The film industry is big business in New Orleans these days, bringing top directors, famous actors and big-budget productions to the city. But quietly, and well behind the scenes, more local students are developing their own skills in filmmaking and storytelling through some innovative new programs reaching into New Orleans public schools.
“Film is a different way to express some of the issues, themes and concerns these students are experiencing in their lives,” says Luisa Dantas, a local filmmaker who guides one such program. “It’s a really exciting medium for them, a really engaging way for them to share their work and their experiences.”

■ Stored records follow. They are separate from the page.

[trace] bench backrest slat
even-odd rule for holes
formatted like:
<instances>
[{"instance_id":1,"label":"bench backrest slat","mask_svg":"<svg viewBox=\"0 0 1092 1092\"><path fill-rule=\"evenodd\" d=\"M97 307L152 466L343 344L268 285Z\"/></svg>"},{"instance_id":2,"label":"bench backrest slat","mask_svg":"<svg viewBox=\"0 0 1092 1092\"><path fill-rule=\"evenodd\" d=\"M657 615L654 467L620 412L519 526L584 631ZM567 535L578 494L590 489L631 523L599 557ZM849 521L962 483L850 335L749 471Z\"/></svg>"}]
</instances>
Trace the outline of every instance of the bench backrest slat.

Dantas teaches a course at Tulane University called Place-Based Storytelling in New Orleans, which is supported with funding through the university’s New Orleans Center for the Gulf South. Tulane students produce short films about New Orleans, and as part of the “service-learning” component of the course they mentor younger students in an after-school media program at the Joseph S. Clark Preparatory High School in the Tremé neighborhood and with Kids ReThink New Orleans Schools, a student-driven education group that works with an array of public schools across the city. Last year, these young students produced 22 films over two semesters, including one that has attracted national attention.

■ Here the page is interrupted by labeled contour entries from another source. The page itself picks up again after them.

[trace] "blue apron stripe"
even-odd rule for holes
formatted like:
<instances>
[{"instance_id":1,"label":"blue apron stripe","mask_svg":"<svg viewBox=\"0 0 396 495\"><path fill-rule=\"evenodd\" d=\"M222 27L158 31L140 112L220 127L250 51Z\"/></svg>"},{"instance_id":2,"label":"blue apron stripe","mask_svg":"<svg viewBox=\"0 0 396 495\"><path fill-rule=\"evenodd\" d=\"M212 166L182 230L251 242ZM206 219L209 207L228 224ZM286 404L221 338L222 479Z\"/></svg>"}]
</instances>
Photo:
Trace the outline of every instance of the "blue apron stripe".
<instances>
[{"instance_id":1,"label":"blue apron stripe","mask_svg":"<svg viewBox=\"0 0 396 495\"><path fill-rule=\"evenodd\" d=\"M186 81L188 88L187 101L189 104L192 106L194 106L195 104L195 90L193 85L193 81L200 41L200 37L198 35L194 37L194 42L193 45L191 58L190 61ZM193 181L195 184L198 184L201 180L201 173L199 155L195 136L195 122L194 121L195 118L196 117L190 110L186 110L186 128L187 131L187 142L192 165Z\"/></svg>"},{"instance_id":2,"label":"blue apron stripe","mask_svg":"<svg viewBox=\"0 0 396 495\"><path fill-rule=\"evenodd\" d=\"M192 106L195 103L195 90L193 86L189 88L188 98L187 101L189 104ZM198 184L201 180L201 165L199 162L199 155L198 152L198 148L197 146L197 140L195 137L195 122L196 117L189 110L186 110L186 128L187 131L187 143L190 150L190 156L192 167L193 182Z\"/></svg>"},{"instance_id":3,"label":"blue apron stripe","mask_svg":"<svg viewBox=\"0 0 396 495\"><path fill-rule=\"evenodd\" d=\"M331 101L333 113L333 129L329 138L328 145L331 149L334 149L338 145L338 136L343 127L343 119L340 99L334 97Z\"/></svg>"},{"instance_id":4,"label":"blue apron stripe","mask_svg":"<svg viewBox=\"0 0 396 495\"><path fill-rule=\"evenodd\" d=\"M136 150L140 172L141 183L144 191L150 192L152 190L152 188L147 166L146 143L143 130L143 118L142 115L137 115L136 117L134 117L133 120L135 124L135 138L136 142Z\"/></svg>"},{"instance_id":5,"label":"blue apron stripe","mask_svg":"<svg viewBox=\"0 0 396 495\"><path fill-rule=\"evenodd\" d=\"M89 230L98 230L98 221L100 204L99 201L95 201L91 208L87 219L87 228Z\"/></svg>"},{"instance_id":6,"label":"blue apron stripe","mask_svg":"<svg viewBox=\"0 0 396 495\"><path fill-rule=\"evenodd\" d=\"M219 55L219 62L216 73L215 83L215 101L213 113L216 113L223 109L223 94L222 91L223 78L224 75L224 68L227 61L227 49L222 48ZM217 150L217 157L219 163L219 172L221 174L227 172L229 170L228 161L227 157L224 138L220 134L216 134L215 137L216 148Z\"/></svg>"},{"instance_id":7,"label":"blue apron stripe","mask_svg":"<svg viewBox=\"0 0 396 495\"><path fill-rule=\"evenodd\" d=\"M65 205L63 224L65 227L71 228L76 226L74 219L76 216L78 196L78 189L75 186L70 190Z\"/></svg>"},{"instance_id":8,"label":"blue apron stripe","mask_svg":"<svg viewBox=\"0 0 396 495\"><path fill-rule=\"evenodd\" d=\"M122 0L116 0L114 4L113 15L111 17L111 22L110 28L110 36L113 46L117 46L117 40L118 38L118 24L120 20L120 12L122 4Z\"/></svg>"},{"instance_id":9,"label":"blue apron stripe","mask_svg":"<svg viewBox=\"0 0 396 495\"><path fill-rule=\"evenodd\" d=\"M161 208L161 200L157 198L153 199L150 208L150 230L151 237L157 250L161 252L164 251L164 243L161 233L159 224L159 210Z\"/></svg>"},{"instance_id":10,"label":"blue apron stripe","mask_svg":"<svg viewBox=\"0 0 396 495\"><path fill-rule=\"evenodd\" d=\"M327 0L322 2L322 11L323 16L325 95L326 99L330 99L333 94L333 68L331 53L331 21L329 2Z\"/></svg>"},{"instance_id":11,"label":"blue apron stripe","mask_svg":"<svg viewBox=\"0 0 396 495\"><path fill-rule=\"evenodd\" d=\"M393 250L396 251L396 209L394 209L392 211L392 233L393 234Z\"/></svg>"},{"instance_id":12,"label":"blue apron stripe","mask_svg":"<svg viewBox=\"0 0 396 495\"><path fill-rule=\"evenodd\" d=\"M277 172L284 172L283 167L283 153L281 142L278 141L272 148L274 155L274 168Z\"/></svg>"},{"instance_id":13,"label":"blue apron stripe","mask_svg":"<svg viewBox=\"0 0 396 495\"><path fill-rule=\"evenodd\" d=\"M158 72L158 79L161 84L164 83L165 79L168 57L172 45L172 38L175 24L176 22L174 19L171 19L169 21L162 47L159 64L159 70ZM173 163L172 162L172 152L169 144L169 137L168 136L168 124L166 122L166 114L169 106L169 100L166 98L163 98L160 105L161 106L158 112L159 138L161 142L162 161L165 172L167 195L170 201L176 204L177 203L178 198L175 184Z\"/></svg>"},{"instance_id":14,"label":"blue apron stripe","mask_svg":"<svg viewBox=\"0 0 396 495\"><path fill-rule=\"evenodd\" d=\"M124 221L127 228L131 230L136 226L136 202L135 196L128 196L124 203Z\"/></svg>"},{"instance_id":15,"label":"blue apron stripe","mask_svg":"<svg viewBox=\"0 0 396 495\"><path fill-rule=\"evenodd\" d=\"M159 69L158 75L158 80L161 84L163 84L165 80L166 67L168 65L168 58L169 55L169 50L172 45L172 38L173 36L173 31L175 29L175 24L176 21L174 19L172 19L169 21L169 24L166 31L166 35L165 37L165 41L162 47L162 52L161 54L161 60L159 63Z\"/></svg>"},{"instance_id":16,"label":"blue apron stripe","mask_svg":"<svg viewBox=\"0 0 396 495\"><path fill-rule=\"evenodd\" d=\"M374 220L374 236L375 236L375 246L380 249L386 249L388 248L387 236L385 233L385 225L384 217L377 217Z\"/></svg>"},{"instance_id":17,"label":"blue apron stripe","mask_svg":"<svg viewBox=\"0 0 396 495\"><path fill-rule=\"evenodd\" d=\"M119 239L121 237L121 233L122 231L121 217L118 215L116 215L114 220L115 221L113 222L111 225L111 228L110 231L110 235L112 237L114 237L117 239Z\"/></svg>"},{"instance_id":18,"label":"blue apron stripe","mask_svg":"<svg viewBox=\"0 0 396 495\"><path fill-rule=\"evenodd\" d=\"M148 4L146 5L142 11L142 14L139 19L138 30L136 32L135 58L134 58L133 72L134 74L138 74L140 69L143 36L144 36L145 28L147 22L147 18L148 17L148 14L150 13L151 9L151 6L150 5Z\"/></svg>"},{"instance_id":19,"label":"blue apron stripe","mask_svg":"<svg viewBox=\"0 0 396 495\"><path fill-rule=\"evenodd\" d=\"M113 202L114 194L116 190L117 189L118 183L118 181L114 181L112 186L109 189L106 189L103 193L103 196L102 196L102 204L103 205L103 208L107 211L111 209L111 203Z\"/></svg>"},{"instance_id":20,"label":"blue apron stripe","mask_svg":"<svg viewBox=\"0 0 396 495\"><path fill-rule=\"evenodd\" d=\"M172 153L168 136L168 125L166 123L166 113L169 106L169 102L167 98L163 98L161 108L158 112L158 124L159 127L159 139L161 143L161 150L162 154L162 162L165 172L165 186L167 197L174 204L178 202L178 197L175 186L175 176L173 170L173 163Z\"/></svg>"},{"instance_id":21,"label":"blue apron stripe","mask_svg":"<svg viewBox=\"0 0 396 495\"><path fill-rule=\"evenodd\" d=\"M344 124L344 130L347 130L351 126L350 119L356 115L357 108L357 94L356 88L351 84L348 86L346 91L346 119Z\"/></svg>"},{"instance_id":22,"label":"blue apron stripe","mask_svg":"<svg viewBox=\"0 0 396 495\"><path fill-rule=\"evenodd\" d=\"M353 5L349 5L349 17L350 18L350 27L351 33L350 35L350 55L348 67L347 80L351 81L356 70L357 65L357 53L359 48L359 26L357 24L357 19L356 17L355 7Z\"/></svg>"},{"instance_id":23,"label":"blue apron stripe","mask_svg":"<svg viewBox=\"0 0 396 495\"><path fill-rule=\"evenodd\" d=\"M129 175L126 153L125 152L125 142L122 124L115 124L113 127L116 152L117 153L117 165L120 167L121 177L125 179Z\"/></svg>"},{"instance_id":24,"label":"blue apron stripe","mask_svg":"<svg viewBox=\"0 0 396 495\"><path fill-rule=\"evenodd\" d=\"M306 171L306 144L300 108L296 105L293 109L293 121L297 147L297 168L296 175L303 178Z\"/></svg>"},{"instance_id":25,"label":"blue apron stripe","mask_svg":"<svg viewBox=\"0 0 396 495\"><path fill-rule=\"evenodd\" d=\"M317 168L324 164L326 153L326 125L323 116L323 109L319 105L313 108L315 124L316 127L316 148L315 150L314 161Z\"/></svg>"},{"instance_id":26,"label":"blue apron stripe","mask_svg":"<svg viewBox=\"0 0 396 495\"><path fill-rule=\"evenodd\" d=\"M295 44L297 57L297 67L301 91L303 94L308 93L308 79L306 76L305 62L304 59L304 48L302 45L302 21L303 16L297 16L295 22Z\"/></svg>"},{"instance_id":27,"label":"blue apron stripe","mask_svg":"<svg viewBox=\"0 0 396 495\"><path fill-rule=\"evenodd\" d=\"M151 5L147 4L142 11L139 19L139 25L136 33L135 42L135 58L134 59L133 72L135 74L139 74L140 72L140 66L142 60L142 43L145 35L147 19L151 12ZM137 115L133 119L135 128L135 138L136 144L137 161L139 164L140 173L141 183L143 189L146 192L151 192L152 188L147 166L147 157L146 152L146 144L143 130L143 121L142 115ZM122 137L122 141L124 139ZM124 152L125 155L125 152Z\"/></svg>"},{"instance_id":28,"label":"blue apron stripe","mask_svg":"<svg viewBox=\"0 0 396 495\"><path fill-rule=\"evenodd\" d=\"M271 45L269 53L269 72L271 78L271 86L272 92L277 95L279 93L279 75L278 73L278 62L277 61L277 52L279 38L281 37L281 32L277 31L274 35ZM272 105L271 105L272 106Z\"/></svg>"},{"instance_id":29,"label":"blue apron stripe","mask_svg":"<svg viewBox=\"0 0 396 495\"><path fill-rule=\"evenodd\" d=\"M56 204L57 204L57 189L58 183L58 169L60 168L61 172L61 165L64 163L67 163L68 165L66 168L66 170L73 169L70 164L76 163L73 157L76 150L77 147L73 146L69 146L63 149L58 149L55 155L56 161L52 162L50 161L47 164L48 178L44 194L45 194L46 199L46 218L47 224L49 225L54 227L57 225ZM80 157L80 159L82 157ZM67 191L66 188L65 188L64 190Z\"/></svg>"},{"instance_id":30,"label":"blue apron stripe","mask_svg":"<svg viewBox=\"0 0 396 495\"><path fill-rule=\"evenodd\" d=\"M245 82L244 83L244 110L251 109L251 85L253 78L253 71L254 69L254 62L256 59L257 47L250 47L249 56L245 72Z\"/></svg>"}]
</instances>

Splitting the Treme, a mini-documentary from the Clark high school students about the Interstate 10/Claiborne Avenue corridor, won a national film contest from the Congress for the New Urbanism, a planning group that has been advocating for the highway overpass to be removed.
The nonprofit New Orleans Video Access Center has been working with Dantas and Clark to develop an after-school video production club. The program resumes this fall, and it could grow from there, says NOVAC executive director Darcy McKinnon.
“What I’d like is the opportunity to offer a full digital storytelling program to students, with photography, film production, having them make web sites for their videos — really a comprehensive digital media program for public schools,” McKinnon says. “They’re learning teamwork, they’re writing scripts, they’re learning the technical aspects and using technology to create their projects. It can help them wherever else they go in their careers.”